Solargraphy is an alternative photography process that uses homemade pinhole cameras and light sensitive black and white photo paper to capture very long exposures of the sun's movement across the sky. Over days, weeks, months and even years, a single image is constructed revealing a view of space, time and weather patterns that we are normally not able to see. The trails show the gradual day to day change of the sun's path due to the Earth's slightly elliptical orbit and 23.5° axial tilt. The missing or broken trails are the results of periods when clouds have obscured the sun.

The colours are not a straight depiction of the scene but a consequence of the paper's chemical reactions to extreme overexposure and the influence of uncontrollable factors such as moisture, dirt or fungus that may have invaded the camera as well as temperature fluctuations. Additionally, each brand of photography paper has a different chemical makeup which results in a different colour scheme.
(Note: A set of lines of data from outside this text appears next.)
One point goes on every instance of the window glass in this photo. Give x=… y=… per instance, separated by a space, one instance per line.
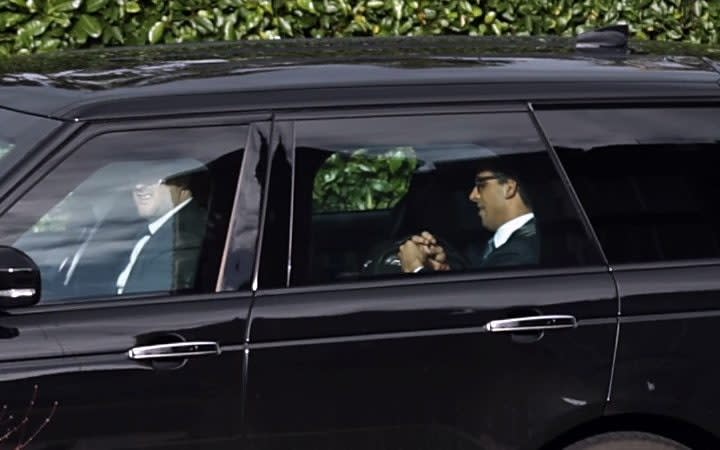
x=366 y=189
x=19 y=132
x=646 y=178
x=131 y=213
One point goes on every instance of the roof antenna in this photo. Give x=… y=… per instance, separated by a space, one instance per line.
x=612 y=37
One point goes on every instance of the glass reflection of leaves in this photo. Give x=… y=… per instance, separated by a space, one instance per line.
x=364 y=180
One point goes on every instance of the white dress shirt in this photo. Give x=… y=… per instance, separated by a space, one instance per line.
x=506 y=230
x=152 y=229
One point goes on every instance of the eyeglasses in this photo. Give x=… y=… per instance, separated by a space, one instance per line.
x=480 y=182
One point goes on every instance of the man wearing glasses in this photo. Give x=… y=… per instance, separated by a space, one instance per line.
x=165 y=256
x=504 y=209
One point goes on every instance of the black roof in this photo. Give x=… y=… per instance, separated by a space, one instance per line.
x=251 y=75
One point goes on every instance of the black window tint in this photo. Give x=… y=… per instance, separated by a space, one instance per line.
x=364 y=186
x=132 y=212
x=647 y=178
x=19 y=133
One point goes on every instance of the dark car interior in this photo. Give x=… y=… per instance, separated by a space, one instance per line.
x=352 y=245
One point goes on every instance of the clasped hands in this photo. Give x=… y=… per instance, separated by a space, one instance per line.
x=422 y=251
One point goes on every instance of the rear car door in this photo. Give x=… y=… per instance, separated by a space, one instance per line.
x=647 y=176
x=146 y=286
x=348 y=351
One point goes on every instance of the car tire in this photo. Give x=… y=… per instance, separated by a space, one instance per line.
x=627 y=440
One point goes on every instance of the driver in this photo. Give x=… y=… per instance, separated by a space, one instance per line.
x=504 y=209
x=165 y=257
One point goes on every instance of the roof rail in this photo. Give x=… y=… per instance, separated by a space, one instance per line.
x=611 y=37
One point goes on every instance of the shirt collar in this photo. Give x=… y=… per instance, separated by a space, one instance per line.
x=508 y=228
x=157 y=223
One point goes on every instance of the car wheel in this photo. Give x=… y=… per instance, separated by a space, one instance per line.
x=627 y=440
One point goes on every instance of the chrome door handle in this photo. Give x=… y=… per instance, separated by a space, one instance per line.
x=174 y=350
x=531 y=323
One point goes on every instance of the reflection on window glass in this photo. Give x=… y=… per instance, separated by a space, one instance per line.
x=131 y=213
x=19 y=132
x=426 y=195
x=647 y=178
x=363 y=180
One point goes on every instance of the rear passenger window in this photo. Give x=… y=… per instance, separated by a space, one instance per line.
x=420 y=195
x=647 y=178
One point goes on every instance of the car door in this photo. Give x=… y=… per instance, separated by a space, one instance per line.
x=146 y=362
x=348 y=351
x=647 y=176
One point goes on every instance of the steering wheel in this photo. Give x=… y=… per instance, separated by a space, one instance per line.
x=383 y=258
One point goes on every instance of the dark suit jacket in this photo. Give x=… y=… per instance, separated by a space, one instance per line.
x=169 y=260
x=521 y=249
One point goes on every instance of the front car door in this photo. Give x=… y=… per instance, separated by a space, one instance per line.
x=146 y=286
x=348 y=351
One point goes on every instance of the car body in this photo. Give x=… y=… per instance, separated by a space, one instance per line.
x=290 y=336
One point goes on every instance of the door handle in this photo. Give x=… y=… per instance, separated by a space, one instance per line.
x=174 y=350
x=531 y=323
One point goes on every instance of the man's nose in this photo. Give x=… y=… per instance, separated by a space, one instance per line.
x=473 y=194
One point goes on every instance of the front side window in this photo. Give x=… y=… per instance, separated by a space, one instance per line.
x=647 y=178
x=420 y=195
x=132 y=212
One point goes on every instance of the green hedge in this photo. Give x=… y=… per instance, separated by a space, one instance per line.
x=28 y=26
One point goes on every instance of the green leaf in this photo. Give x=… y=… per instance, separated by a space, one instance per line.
x=89 y=25
x=92 y=6
x=156 y=32
x=56 y=6
x=132 y=7
x=34 y=28
x=10 y=19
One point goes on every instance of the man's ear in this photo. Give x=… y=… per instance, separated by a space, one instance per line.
x=510 y=188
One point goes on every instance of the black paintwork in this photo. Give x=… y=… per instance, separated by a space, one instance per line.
x=203 y=77
x=369 y=365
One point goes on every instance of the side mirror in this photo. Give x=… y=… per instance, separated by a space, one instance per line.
x=19 y=279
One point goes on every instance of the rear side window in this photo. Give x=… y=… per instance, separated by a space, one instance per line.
x=19 y=132
x=647 y=178
x=365 y=187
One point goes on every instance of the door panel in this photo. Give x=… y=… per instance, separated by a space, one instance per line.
x=413 y=367
x=666 y=364
x=364 y=351
x=112 y=401
x=94 y=393
x=647 y=176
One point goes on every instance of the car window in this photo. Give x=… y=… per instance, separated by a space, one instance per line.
x=647 y=178
x=365 y=187
x=132 y=213
x=19 y=132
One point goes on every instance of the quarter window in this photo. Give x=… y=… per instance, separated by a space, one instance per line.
x=422 y=195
Due to the long exposure, the paper should not be developed or it will turn completely black, and using fixer will remove much of the colour. Instead, a high-quality flatbed scan is made of the "negative" even though the paper is still light sensitive. This means that the scanner will destroy the image as it works its way across it – all part of the fun. The image is then inverted, flipped horizontally, cropped and colour and tonally finessed in Photoshop.